Price and value is top of mind among food and grocery shoppers. The challenge for retailers right now is to position their respective stores in the minds of these consumers as the place to shop in order to get that value.

And as we've been writing about, our analysis is doing so is job one for Tesco's Fresh & Easy Neighborhood Market right now -- to create a real value proposition for its 104 stores in Southern California, Nevada and Arizona, and do it fast -- and then hammer home that value proposition regularly in-store and through marketing programs in a regular, repetitive, consistent, concise and clear way.

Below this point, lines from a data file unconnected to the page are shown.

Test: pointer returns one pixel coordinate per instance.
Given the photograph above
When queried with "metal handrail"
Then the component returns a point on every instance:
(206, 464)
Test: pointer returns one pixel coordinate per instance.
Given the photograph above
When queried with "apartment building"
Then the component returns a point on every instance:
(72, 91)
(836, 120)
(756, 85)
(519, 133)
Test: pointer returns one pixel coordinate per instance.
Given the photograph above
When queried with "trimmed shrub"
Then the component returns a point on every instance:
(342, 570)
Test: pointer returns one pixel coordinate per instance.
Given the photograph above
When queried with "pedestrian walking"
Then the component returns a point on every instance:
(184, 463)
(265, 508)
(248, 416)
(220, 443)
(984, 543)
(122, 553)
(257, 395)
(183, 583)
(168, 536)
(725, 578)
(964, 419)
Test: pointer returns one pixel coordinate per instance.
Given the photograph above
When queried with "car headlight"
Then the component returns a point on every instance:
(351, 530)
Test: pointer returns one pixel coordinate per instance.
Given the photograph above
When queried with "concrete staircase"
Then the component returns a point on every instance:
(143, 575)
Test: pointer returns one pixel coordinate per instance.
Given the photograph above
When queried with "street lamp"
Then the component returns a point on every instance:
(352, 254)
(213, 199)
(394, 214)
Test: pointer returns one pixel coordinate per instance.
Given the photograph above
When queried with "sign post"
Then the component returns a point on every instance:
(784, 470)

Tesco's Fresh & Easy model seems designed to achieve this but the execution by Fresh & Easy USA corporate just hasn't been and isn't there. We wonder why since United Kingdom-based Tesco plc. is a proven global retailer?

Is it because the U.S. is the toughest market the retailer has faced to date? Is it because Tesco flubbed with Fresh & Easy? Or is it a senior management problem at Fresh & Easy Neighborhood Market in Southern California. Or, perhaps, a combination of all three?

We've argued that's it's all three, along with a couple other details. But most of all, Tesco's Fresh & Easy Neighborhood Market has failed to date to capitalize on what we believe could be its greatest strength, particularly in the recession, which is the creation of a solid value proposition, followed by a tight merchandising and marketing program designed to implement it. There's no time to do so like the present, after all.